En général, les maisons sont élevées de deux ou trois étages, et chaque maison renferme une grande cour non pavée, appelée hosch, dans laquelle on entre par un passage construit de manière à ce qu'il s'y trouve un ou deux coudes, afin d'empêcher les passants de voir à l'intérieur. On trouve dans ce passage une sorte de banc, adossé au mur dans toute sa longueur, nommé mastabah, et qui est destiné au portier et aux domestiques. La cour renferme d'ordinaire un puits d'eau saumâtre, qui s'infiltre du Nil à travers le sol. Le côté de ce puits qui est le plus à l'ombre, est presque toujours pourvu de deux jarres que l'on remplit chaque jour avec de l'eau du Nil qu'on y transporte de la rivière dans des outres. Les principaux appartements donnent sur les cours; quelquefois, les maisons ont deux cours, dont la seconde dépend du harem; chacune de ces cours est ornée de petites niches en forme d'arche, où l'on cultive des arbustes et des fleurs. Les murailles intérieures des maisons formant le carré des cours sont en briques et blanchies à la chaux. Les cours ont plusieurs portes de communication avec l'intérieur, dont l'une est nommée bâb el harem (porte du harem); c'est par là qu'on arrive à l'escalier qui conduit aux appartements exclusivement destinés aux femmes, aux maîtres et à leurs enfants.

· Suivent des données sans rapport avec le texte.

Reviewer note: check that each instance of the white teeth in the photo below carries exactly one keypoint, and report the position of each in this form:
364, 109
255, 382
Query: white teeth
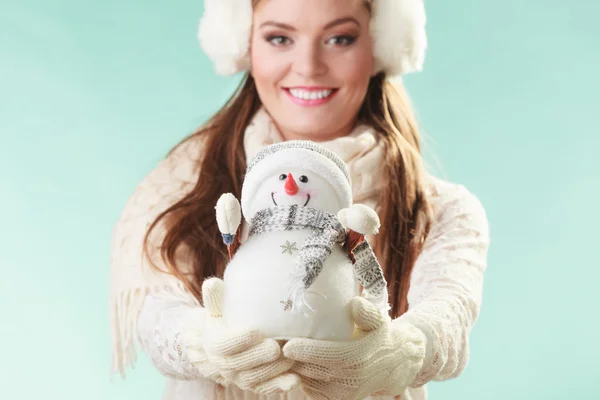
310, 95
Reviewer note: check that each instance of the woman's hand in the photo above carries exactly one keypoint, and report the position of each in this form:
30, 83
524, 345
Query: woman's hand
383, 360
242, 358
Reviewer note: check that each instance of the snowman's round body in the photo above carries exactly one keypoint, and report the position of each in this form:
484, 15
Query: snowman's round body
255, 297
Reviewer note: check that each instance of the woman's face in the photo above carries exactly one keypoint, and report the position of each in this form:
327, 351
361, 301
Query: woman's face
312, 61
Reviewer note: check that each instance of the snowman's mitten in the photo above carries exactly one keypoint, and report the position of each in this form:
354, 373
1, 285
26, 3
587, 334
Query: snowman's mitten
359, 218
242, 358
229, 216
384, 359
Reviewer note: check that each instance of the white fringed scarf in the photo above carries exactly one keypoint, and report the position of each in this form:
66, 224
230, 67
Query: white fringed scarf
132, 278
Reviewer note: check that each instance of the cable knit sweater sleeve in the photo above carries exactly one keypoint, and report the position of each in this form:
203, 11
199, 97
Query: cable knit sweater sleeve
447, 280
147, 306
161, 325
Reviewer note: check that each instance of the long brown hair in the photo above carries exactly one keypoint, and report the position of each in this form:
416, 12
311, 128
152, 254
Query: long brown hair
403, 207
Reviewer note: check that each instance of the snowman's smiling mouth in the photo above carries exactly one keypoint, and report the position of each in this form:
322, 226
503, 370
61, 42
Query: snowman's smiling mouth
274, 202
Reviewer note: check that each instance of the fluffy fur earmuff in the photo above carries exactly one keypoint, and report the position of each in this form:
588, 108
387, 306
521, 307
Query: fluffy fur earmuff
397, 28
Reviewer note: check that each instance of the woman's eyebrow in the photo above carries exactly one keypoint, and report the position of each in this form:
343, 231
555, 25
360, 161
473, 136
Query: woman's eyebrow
333, 23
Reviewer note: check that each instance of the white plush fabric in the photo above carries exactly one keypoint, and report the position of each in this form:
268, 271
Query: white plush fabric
360, 218
444, 297
397, 28
229, 214
382, 358
255, 287
224, 33
232, 357
299, 159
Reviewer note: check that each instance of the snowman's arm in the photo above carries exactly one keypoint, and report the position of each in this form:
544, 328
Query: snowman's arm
235, 244
229, 216
352, 240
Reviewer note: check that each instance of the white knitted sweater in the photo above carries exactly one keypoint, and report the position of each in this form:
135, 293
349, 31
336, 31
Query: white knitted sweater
148, 309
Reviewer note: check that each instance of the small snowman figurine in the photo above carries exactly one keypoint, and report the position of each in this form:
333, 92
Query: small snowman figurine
306, 254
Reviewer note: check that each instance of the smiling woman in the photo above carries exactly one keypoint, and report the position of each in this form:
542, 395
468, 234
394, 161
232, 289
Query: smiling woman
315, 70
311, 60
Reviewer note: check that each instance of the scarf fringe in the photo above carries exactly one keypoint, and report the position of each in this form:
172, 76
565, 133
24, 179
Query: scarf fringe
125, 309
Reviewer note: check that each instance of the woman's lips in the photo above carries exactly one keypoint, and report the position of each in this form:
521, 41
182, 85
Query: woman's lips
299, 95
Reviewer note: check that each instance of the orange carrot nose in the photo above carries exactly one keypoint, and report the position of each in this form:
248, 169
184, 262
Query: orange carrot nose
291, 188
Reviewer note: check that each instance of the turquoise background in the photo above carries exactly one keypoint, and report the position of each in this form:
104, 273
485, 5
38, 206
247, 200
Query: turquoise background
93, 94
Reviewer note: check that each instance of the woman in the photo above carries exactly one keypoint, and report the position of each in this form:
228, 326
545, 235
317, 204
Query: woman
317, 70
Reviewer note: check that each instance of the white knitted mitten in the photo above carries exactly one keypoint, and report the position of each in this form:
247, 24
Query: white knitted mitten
384, 359
242, 358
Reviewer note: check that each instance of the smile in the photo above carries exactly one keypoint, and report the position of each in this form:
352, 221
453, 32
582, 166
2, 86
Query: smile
312, 97
274, 202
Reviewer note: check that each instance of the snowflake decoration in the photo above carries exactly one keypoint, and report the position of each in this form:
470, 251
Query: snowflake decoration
288, 247
287, 305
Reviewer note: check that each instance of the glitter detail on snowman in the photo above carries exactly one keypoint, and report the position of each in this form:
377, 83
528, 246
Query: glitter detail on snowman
288, 247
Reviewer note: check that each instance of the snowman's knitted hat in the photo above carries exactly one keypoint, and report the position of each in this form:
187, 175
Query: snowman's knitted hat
301, 154
397, 28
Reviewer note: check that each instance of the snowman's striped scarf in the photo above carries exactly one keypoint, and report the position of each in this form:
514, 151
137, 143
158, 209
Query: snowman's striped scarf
327, 231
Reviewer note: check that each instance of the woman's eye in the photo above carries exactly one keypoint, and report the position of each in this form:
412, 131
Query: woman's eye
278, 40
343, 40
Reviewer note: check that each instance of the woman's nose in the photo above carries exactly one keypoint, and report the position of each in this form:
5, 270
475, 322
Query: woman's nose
291, 188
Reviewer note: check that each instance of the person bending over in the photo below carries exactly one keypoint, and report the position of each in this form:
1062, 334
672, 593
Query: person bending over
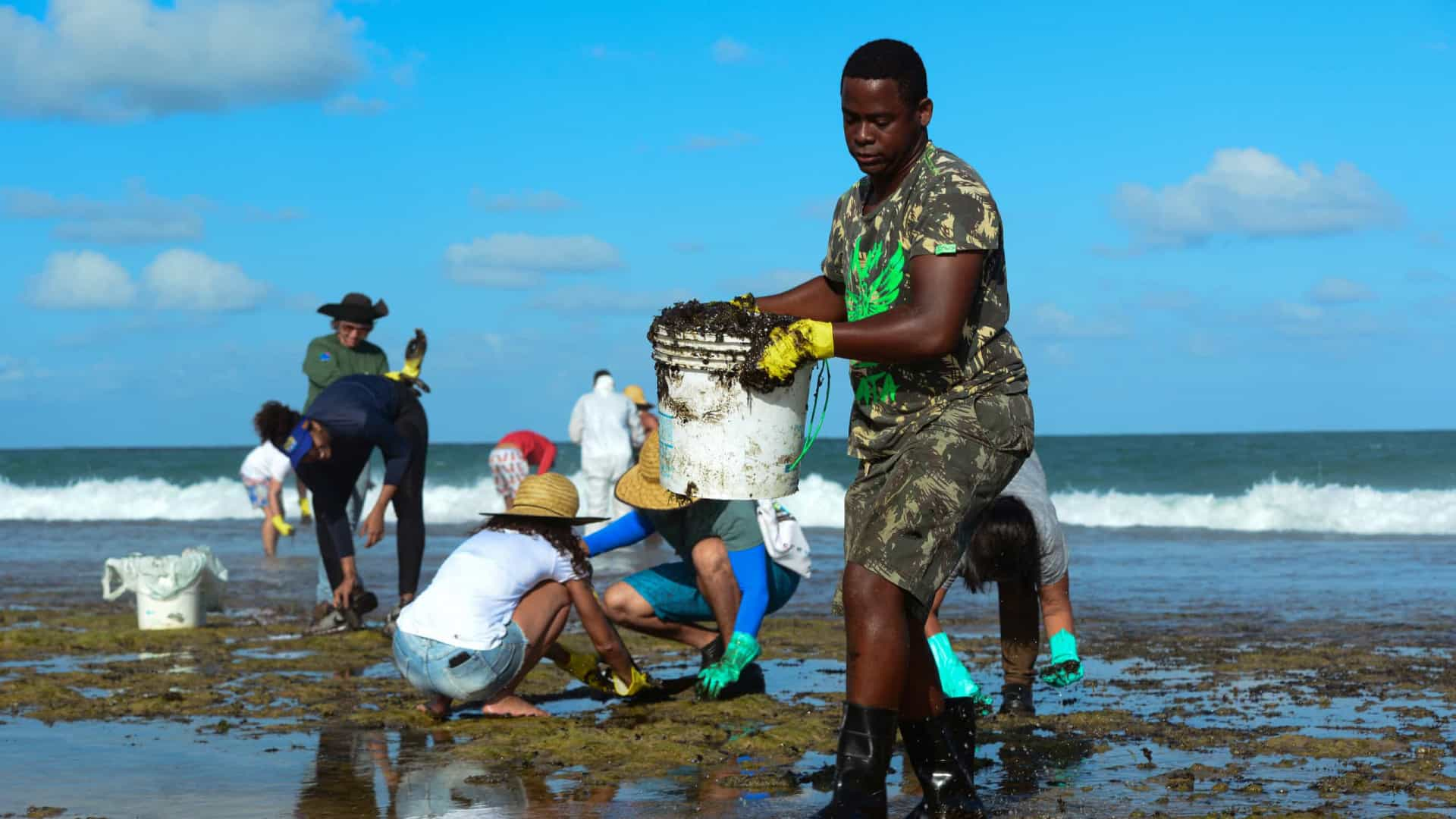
513, 458
724, 575
500, 601
328, 447
1017, 544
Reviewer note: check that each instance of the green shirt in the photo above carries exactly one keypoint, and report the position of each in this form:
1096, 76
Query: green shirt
941, 207
734, 521
328, 360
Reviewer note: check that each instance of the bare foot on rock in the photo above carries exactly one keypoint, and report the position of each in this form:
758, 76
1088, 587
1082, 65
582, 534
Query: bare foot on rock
511, 706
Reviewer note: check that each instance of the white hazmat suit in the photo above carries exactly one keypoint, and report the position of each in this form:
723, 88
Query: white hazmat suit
609, 428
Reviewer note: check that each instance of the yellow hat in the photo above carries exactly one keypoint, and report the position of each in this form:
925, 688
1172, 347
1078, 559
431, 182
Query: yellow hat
641, 488
551, 496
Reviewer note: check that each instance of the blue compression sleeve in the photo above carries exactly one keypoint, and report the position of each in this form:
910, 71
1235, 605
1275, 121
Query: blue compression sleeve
625, 531
750, 567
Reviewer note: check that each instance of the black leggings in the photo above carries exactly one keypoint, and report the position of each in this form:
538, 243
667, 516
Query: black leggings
410, 502
410, 496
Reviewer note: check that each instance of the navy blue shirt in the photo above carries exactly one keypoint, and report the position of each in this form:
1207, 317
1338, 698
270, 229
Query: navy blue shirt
360, 414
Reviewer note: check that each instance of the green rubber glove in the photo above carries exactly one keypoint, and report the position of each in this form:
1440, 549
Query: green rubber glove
1066, 667
956, 681
742, 651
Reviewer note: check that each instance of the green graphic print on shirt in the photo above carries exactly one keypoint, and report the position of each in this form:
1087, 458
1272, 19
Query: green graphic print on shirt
941, 207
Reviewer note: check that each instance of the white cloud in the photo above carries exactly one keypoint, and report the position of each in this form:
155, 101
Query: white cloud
767, 283
1250, 193
704, 142
728, 50
519, 260
350, 105
1052, 321
595, 299
188, 280
525, 200
1335, 290
131, 58
80, 280
136, 219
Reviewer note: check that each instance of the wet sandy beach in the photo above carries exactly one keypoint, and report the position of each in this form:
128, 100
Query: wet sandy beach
1222, 681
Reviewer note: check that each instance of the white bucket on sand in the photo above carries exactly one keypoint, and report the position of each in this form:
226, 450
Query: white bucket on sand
717, 438
172, 591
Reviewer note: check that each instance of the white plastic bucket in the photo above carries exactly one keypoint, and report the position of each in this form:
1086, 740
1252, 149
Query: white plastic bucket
718, 439
182, 610
172, 591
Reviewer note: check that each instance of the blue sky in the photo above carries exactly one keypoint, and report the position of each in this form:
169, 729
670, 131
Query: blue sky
1228, 222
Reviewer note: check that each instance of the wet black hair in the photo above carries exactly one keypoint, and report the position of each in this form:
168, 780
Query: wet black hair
890, 60
1003, 547
274, 422
558, 535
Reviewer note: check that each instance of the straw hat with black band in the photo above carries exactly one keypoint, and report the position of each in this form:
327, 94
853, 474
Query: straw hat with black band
356, 308
545, 497
641, 488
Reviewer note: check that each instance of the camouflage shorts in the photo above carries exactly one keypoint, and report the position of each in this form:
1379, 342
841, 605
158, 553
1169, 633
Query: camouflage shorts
902, 513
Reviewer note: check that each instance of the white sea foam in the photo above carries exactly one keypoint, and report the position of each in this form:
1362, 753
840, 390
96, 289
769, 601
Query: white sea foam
1272, 506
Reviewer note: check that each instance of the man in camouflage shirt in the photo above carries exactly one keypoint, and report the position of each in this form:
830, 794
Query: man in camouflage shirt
915, 295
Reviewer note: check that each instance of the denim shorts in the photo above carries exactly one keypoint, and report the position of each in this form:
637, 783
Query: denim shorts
460, 673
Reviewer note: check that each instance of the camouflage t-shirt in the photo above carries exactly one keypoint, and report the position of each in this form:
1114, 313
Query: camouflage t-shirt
941, 207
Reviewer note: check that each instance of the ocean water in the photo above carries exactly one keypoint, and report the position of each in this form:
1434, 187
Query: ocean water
1313, 483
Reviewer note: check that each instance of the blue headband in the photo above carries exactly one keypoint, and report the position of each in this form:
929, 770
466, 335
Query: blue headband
299, 444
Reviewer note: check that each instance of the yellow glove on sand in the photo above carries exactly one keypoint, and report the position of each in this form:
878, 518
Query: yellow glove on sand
637, 686
789, 347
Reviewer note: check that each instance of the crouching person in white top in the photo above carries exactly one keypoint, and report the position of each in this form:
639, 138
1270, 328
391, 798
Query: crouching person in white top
500, 601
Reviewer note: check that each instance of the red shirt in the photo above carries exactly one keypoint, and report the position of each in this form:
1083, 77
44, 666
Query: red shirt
539, 450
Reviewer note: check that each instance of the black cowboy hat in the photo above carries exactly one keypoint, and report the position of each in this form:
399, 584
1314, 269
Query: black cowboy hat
356, 308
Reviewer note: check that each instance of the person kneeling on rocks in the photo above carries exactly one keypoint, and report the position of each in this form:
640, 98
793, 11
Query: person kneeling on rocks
1019, 545
498, 604
726, 573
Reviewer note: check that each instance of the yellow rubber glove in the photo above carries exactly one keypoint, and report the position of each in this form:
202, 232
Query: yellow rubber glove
587, 670
794, 344
414, 359
746, 302
637, 686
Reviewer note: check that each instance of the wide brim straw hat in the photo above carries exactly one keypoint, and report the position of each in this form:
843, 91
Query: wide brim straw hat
356, 308
641, 488
546, 497
635, 395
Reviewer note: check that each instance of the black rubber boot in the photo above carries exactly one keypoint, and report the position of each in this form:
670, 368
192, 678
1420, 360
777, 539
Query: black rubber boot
1017, 700
943, 751
865, 739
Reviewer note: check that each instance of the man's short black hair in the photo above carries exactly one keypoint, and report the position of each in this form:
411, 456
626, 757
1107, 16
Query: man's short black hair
890, 60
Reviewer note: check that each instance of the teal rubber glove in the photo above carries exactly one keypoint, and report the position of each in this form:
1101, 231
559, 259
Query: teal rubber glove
1066, 667
742, 651
956, 681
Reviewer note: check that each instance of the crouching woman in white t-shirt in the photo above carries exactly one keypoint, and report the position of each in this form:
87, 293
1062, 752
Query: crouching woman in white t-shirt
500, 601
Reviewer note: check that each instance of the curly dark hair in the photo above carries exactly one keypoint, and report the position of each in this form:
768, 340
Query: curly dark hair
274, 422
558, 535
1003, 547
890, 60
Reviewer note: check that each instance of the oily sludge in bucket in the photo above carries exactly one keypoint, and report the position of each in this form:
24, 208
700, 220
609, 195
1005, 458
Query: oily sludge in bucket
172, 591
718, 438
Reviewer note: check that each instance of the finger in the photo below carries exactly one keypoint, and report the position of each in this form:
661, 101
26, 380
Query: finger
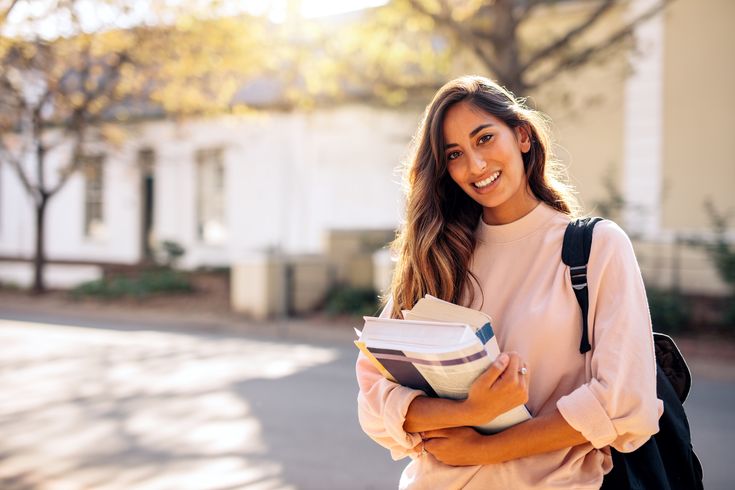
514, 365
495, 370
434, 434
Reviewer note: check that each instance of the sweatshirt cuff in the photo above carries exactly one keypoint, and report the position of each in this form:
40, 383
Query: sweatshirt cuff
401, 398
583, 412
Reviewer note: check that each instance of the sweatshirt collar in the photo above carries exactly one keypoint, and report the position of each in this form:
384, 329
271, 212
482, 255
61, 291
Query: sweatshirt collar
518, 229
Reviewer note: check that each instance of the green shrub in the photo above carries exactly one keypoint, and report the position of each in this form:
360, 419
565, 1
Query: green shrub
347, 300
670, 312
146, 283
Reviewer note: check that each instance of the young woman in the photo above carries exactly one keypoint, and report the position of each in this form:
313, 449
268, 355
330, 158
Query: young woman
485, 220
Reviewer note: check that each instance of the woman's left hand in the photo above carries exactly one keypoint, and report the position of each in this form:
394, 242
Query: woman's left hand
457, 446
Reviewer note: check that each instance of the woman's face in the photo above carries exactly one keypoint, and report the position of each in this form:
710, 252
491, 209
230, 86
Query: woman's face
484, 157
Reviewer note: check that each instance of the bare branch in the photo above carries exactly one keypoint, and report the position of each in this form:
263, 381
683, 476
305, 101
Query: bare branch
14, 162
5, 13
75, 163
571, 35
580, 58
469, 38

Le rez-de-chaussée possède aussi un appartement généralement connu sous le nom de mandarah, où les hommes sont reçus; cet appartement a une large fenêtre avec une ou deux autres petites fenêtres, taillées sur le même modèle. Le parquet de ces appartements descend en pente de six à sept pouces; cette partie inférieure est appelée durkah.
Dans les maisons des riches, le durkah est pavé en losanges de marbre blanc et noir, et tous les interstices sont mosaïqués de morceaux de tuiles d'un rouge vif, qui représentent une incrustation élégante et fantastique.—L'on trouve au milieu, dans la cour une fontaine qu'on appelle faskeyhé, et dont les jets retombent en cascade dans un bassin pavé de marbre colorés. —Les fontaines, dont les eaux s'élèvent à une assez grande hauteur, font ordinairement face à une tablette en marbre, ou bien en pierres ordinaires d'environ quatre pieds de hauteur, nommée suffeh. Cette tablette est supportée par deux ou plusieurs arcades, et même quelquefois par une arcade unique, sous laquelle on place les ustensiles dont on se sert journellement, c'est-à-dire des vases contenant des parfums, ou des vases d'ablution dont on fait usage, avant et après les repas, afin de se préparer à la prière.